You know how, when an artist you don't like takes over drawing your favorite comic book, you just tell yourself you can ride it out, knowing that sooner or later, things will swing back around? Well, this is like the cinematic version of that thinking. This movie is going to wipe any bad taste of Schumacher's movies out of your mind. It's going to make you care that much less about who will end up doing SUPERMAN one of these years. It's going to restore your faith in the Batman character. Bob Kane, finally your characters are once again in good hands.
BATMAN BEGINS Forever:
It's not like this movie really needs a boost, I know.

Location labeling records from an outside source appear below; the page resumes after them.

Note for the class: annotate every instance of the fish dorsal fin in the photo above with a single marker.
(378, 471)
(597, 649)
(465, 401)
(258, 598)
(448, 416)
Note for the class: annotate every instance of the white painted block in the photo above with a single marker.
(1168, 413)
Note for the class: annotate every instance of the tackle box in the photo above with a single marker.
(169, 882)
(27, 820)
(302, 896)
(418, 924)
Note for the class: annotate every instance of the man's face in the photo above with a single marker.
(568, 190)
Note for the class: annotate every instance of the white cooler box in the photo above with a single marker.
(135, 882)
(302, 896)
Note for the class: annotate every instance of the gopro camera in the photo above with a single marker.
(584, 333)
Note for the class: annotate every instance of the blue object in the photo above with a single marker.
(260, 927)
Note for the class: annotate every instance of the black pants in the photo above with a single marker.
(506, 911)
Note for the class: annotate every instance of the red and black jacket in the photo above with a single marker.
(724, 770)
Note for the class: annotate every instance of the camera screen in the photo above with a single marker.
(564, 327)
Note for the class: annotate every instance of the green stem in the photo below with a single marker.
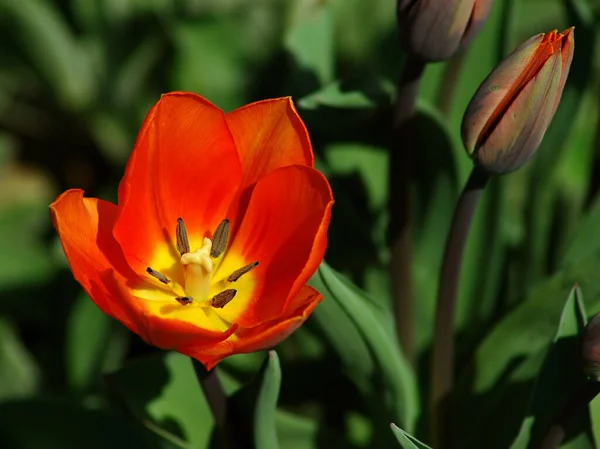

And yeah, there are all kinds of smaller movies that could benefit from a little exposure more than this (I just might have to take a longer look at Trey and Matt's funny TEAM AMERICA puppet movie script), but it's just so refreshing to think that this franchise might right itself. So if you're looking for more information over the next 14 months until the movie opens, here are some places on the 'net to look.
There's the official site, where the Batmobile images came from, but for more frequent and less studio-filtered news, you should check in with Superhero Hype's BATMAN BEGINS page--it's much better and up-to-date. It features frequent set visit reports and spy photos, too. Comics2Film and Batman-on-Film are decent sources, too, and Hannibal Tabu's The Comic Reel column at ComicBookResources.com is always worth a look, too.